Cerys Matthews: it's about a balance between the 'fast life' and a muddy field

Welsh singer/songwriter, author and broadcaster Cerys Matthews, MBE, hosts Cerys on 6, an eclectic show on Radio 6. She shot to fame as the frontwoman of multimillion-selling band Catatonia and co-founded interactive festival The Good Life Experience.

 Cerys Matthews discusses her perspective on creativity
Cerys Matthews discusses her perspective on creativity

Ever since I was a kid I’ve been tremendously curious. It sounds corny, but the whole miracle of life is just so incredible that most things fascinate me. Life is an amazing thing and it’s a wonder that we’re here at all.

I was privileged to be brought up in a very musical nation. I went to a Welsh-language primary school and remember learning pretty much everything through song.

My mum took me to chapel twice on a Sunday so I had that rich heritage from all the harmony-singing and hymns.

My parents were fans of music, so they were either warbling in the kitchen or listening to the likes of Bob Dylan or Big Bill Broonzy and a bit of opera here and there.

The creative touch

Music and creativity were always around me and at a very early point in life I fell in love with it and the idea of making it myself. I’ve been obsessed with it ever since.

I like things that have been created by people over the centuries that I can identify with or that somehow change my perspective on the world. I like things that touch or move me, such as literature. There are endless amounts of literature that you can plunder and be inspired by.
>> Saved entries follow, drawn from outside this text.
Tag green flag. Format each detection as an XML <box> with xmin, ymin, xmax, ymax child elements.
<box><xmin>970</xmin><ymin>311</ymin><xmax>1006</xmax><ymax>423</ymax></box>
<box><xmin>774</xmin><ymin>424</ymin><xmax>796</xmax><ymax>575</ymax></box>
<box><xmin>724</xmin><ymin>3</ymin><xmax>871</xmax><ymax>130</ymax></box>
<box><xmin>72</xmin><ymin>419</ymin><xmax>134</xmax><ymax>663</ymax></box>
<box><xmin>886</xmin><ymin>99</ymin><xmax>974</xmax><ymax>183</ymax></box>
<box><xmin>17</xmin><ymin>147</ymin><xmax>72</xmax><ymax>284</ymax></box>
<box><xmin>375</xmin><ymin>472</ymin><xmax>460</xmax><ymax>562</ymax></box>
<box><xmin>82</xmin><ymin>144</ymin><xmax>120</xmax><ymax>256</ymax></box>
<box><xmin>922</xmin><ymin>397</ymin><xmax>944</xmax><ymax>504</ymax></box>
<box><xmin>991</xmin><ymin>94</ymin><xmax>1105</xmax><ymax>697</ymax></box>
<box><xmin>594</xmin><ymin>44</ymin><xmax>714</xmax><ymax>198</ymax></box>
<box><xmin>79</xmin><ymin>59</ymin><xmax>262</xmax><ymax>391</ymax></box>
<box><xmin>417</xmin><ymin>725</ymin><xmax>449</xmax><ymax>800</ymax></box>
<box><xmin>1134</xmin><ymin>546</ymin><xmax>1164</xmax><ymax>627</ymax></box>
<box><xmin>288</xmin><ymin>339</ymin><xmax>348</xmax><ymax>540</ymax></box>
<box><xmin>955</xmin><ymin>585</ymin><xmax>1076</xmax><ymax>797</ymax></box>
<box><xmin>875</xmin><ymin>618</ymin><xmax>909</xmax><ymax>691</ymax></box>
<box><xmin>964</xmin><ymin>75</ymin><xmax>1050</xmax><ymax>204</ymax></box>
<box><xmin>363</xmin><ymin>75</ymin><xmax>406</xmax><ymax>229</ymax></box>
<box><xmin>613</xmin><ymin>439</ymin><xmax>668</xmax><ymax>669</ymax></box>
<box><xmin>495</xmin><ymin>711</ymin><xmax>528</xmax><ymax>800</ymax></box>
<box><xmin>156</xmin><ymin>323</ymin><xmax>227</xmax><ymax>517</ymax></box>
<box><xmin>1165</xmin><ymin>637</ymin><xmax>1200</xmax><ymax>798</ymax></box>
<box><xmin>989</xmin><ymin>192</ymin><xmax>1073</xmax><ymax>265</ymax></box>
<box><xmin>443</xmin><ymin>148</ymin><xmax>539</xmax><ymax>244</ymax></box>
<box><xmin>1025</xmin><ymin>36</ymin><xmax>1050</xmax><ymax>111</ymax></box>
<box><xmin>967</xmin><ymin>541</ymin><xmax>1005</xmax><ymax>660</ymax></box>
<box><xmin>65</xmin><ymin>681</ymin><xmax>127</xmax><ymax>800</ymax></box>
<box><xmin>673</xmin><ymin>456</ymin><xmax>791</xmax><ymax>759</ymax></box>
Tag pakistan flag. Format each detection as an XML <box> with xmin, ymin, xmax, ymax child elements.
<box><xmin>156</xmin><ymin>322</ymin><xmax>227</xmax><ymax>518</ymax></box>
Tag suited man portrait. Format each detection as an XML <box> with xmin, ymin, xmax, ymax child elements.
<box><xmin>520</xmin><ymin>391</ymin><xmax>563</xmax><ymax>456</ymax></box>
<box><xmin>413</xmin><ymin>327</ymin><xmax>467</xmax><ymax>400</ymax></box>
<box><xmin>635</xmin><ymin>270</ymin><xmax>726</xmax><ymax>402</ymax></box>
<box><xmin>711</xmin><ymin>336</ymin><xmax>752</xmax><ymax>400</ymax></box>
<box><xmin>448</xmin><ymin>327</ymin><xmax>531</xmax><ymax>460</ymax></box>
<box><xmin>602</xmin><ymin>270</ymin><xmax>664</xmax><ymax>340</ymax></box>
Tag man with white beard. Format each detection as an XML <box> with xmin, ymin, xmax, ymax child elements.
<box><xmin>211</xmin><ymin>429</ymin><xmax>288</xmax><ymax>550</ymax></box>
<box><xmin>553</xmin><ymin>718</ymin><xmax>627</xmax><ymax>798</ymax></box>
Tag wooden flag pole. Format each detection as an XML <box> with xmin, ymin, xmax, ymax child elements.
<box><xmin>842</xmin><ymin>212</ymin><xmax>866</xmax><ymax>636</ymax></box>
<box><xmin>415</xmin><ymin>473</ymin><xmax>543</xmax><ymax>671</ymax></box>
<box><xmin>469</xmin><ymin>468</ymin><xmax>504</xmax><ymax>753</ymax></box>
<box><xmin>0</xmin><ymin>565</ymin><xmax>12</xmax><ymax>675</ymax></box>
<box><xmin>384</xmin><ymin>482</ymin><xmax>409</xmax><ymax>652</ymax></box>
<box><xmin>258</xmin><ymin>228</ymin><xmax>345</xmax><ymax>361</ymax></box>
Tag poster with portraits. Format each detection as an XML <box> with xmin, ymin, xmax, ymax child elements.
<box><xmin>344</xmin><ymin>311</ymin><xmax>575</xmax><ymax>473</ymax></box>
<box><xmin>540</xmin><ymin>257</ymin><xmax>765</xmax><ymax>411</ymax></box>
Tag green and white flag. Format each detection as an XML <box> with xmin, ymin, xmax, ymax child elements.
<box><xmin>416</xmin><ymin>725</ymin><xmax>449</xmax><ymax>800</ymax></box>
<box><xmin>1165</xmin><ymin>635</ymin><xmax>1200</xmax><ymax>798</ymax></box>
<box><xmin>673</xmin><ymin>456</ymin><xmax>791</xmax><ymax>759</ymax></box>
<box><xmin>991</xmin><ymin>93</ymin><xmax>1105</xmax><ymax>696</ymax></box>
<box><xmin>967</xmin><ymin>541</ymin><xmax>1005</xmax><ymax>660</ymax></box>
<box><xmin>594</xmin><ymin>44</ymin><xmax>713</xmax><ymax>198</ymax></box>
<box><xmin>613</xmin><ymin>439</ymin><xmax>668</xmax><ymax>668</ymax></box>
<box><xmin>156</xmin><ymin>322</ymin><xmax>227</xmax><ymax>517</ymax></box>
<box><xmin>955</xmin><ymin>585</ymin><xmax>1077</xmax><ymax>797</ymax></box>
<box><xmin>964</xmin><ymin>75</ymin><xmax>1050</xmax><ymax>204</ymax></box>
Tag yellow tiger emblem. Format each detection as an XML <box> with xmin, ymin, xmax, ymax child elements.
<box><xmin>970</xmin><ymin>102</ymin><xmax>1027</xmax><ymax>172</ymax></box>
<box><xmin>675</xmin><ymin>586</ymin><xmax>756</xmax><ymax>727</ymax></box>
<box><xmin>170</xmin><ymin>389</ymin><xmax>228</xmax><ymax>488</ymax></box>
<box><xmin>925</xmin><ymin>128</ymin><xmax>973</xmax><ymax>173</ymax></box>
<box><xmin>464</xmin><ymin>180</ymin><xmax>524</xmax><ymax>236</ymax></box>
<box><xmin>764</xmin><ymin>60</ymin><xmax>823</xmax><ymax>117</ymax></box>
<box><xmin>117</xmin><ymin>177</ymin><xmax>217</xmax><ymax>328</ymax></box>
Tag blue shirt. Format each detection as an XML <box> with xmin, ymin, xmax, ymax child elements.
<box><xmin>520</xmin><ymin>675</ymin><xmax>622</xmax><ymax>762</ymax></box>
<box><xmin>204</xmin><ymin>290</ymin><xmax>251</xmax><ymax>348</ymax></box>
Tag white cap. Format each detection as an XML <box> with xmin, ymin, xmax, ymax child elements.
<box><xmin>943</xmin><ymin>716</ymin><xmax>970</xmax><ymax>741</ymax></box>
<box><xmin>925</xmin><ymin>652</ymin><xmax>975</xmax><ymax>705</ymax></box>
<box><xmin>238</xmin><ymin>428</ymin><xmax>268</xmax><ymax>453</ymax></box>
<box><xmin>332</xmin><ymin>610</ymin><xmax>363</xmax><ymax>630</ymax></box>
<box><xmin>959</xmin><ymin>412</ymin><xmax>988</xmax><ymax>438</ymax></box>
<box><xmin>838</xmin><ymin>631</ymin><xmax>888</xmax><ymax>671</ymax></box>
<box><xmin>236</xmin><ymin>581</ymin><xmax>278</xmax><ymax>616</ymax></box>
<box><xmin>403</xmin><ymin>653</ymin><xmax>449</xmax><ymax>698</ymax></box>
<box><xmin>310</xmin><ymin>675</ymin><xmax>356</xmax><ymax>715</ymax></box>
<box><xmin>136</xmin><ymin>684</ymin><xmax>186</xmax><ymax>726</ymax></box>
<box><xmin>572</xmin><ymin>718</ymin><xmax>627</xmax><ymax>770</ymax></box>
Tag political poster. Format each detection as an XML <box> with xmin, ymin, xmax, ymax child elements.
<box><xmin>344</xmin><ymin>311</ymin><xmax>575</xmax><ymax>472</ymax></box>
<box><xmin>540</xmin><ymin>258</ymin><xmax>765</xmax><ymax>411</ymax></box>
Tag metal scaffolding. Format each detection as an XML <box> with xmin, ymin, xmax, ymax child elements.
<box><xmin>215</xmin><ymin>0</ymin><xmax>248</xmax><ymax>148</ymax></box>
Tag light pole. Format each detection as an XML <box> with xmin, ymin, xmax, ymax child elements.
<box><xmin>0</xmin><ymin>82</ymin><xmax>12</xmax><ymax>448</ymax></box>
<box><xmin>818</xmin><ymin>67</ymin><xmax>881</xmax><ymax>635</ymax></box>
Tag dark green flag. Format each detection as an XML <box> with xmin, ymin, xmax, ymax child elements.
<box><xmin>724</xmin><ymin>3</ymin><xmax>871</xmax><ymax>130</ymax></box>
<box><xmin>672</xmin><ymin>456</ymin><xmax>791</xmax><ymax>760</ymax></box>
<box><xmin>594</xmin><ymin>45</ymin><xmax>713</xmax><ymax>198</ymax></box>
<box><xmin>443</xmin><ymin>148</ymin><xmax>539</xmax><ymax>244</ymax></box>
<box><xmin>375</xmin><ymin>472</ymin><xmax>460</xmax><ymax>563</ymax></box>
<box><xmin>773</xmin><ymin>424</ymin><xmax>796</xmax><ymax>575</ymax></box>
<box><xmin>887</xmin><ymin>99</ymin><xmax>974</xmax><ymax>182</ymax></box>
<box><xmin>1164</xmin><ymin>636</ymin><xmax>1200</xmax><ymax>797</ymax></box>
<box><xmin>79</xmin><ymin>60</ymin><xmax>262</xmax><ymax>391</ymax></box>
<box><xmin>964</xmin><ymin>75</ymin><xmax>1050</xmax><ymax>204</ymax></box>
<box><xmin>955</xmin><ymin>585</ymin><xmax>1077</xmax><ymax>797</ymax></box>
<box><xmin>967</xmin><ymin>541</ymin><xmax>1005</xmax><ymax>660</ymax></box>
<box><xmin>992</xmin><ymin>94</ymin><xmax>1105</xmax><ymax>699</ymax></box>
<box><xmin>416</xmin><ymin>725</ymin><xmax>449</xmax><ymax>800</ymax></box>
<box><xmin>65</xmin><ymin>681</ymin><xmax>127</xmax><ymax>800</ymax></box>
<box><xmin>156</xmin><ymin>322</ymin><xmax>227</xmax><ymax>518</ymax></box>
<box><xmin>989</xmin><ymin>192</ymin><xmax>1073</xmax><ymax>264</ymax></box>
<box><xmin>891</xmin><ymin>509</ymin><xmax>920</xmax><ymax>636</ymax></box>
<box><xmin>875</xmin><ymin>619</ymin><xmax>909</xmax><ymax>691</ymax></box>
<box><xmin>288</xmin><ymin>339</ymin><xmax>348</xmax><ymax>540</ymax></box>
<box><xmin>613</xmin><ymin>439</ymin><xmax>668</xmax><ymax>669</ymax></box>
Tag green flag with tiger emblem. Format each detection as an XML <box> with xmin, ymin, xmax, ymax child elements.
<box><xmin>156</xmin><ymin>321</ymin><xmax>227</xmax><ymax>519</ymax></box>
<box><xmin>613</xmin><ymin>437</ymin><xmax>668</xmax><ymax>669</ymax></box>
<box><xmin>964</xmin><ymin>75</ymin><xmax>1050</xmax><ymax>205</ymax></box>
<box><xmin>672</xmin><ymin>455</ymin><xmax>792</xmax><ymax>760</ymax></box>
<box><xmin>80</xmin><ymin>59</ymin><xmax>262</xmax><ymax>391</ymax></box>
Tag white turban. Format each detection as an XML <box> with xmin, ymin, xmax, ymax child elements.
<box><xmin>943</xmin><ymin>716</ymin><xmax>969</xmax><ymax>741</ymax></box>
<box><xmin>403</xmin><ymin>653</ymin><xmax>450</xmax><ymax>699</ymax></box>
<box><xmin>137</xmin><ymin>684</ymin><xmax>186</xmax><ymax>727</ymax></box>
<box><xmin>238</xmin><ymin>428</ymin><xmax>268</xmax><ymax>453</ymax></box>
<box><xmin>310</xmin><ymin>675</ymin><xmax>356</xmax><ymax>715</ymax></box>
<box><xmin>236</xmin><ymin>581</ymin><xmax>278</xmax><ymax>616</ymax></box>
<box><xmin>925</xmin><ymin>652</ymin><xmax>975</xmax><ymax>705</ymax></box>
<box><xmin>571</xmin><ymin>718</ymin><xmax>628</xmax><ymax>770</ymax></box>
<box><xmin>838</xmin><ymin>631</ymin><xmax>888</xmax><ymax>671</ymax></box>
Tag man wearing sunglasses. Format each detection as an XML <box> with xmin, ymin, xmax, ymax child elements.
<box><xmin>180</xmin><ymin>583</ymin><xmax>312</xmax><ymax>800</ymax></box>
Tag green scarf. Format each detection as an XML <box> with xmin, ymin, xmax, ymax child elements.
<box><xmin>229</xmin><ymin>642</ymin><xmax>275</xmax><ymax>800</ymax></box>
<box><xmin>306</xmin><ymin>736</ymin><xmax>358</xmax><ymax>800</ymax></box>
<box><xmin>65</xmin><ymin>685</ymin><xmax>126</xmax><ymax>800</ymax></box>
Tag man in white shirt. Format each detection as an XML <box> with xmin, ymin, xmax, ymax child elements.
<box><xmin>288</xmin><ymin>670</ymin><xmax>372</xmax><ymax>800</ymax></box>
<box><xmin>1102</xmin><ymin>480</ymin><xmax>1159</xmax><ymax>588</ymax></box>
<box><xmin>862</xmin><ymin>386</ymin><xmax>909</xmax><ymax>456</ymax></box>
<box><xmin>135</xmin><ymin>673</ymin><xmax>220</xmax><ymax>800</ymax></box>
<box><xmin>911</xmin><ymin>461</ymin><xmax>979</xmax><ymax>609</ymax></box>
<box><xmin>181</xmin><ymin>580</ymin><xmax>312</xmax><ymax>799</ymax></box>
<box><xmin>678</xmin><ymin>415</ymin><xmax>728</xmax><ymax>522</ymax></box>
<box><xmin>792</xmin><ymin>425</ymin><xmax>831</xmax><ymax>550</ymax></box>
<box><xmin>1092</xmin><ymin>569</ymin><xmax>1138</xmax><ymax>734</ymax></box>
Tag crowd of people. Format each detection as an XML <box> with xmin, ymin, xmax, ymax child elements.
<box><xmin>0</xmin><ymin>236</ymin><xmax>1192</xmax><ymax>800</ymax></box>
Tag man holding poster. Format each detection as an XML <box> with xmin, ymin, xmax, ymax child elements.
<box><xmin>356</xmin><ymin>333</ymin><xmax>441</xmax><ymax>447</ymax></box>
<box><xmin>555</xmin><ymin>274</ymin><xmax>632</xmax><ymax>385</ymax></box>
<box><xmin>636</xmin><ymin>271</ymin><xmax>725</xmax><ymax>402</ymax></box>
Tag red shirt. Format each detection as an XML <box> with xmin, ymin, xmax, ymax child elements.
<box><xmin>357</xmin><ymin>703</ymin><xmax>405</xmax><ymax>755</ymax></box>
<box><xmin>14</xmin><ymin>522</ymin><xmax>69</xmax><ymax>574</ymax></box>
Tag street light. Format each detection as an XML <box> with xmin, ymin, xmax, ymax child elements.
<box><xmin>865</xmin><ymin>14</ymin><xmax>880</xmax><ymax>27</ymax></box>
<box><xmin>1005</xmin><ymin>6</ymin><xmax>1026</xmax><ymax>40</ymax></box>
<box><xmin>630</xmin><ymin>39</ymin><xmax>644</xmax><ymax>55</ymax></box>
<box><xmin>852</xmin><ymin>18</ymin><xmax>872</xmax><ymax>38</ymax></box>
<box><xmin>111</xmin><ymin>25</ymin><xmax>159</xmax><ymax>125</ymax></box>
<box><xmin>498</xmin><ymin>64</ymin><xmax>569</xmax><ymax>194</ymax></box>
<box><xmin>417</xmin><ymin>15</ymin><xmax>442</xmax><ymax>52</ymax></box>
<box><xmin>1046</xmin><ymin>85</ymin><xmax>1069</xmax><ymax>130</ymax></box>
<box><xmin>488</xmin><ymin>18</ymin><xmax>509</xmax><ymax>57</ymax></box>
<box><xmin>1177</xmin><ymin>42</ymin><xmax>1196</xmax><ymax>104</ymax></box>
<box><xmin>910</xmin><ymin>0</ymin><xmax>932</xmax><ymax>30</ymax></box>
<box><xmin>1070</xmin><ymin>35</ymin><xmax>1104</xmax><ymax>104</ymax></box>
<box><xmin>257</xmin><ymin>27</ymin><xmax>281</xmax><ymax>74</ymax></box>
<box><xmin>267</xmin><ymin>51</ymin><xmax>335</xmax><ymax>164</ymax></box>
This year, for instance, it’s WB Yeats’ 150th anniversary, and next year it will be the centenary of Roald Dahl’s birth – anniversaries like these are a good excuse to remind yourself to revisit writers.

On my BBC Radio 6 show I occasionally host poetry and prose; writers as well as musicians and record producers.

Often I think we’re blinded by the science of some advertising campaigns and it’s easy to switch off, when, actually, as these examples show, it can be the simplest idea that has the biggest, long-lasting effect.

I don’t like ultra-processed, ultra-perfected, machine-made, auto-tuned, clean-written, commercially aimed, marketed music.

I will appreciate a great pop song, but [Mark Ronson’s] Uptown Funk does nothing to me because it’s a parody of things that were brilliant and unique and soulful before, and have been taken, cut up and refilled. That’s not my cup of tea. If it’s yours, that’s fine; but for me, that is hell. It is a question of personal taste.

It’s great that everyone can make music today; it’s great we all have the capabilities. It’s great we can all sit down and record on laptops – but we still need people to write about their lives. I’m not hearing anything about the world around us and I’m not a fan of that.

The reason so much music sounds the same is because artists are in competition with each other on the airwaves, so they use machines to compress the sound and make it loud. I don’t like it.

The Good Life Experience

In my view, festivals are under enormous pressure to help out the commercial world and the marketing man. So I set up my own festival, The Good Life Experience, so that I could curate it and not kowtow to the marketing man.

I wanted to create a good-value festival where nothing was put on unless it was brilliant – and not because it’s the ‘new thing on the block’ or agents say they’re the best.

Everything has to be picked purely on quality – whether it’s a band playing or the food. And we’ve got all sorts of names coming, including chefs and a foraging expert.

There are endless fair rides, talks, you name it. There’s wood-carving and all sorts of things. It’s a pretty cool festival with a huge dollop of the great outdoors as well.

Muddy fields Vs the fast life

As our lives become more on-screen and virtual, more and more of us are hankering after what I term "the good life" – where you get your hands dirty, do physical things and forget about the virtual life for a minute. That’s why festivals are returning to traditional craft.

I’ve seen it in London with the hipster tradition, the baristas and all the rest of it – it’s about having a balance between the ultra-high-technology "fast life" and a muddy field and being able to really taste nature.

Returning to tradition is not old-fashioned. Being good at something is not old-fashioned. Being able to do it without the use of a machine or an auto-tuner is not old-fashioned. Making music not solely to make money is not old-fashioned.

It’s about not being manipulated by the businessmen. I’m not a businesswoman and I’m not a consumer, because I like music as an art form and not as a business.